Bajo el capitalismo es importante vender. Permite seguir creando y hacer otras cosas importantes como tener un lugar donde dormir, comer tres veces al día o seguir existiendo. Por desgracia, la excelencia artística y el valor de mercado rara vez van de la mano. Por eso, incluso si existe la alternativa de crear arte sólo como hobby —dejando, por extensión, que todo el arte comercial sea producido por quienes puedan permitirse no ganar dinero sin comprometer sus perspectivas: algo indeseable salvo que creas que los obreros no deberían tener voz y que las producciones comerciales deban ser sólo lo que pueda gustar a la mayoría — , para hacer arte muchas veces es necesario hacer concesiones. Encontrar la manera de vender lo que, por sí mismo, no tiene un sitio en el mercado.

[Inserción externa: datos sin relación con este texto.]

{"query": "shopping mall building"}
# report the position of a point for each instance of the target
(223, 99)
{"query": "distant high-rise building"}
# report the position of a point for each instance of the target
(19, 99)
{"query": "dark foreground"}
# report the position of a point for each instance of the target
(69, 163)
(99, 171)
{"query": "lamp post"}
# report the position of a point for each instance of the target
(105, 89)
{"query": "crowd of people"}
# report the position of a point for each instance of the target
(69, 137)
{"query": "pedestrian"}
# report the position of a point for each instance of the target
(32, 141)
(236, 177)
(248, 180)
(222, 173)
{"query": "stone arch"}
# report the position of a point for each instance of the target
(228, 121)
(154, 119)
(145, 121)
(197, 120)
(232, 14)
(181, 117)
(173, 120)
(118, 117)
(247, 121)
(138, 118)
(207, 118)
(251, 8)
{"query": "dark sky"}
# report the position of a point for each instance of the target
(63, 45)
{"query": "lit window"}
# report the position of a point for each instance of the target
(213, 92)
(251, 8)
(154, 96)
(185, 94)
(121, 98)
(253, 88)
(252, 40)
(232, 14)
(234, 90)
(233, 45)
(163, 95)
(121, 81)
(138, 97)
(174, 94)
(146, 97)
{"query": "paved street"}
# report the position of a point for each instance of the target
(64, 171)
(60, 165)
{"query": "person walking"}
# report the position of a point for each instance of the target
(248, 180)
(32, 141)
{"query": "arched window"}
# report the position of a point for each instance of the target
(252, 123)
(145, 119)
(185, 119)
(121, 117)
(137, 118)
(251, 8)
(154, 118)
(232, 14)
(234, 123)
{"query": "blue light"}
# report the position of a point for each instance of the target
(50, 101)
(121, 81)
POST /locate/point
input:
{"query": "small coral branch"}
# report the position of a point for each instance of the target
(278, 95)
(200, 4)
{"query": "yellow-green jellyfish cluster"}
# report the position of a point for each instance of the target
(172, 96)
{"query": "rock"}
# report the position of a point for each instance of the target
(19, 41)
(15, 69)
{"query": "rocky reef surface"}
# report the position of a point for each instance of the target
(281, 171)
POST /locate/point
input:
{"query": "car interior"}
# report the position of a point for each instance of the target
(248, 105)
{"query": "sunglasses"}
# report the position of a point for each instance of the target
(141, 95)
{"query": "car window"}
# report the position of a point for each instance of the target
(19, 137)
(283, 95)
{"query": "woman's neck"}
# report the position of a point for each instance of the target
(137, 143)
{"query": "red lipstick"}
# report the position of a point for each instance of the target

En ese sentido, hay tres maneras de hacer más interesante, en términos comerciales, cualquier obra artística: venderla conectada a otra obra anterior que ya es popular, añadir sexo o añadir violencia. Y eso es algo que el recientemente fallecido Tomonobu Itagaki sabía bien.

Toda su carrera se basó en esta idea. En hacer juegos excelentes, extremadamente técnicos y profundos, cuyo principal punto de venta cara al público general es la cantidad de sexo y violencia que hay detrás de los mismos. Esto lo dijo de forma explícita en más de una ocasión. Si sus juegos están llenos de chicas de ligeras de ropa y violencia extrema —o si Dead or Alive se promocionó durante casi una década como el Tekken-killer, incluso siendo amigo personal de Katsuhiro Harada, productor de la franquicia — , es porque eso vende. Algo en lo que Ninja Gaiden II no sólo no es una excepción, sino la demostración de hasta qué punto funciona.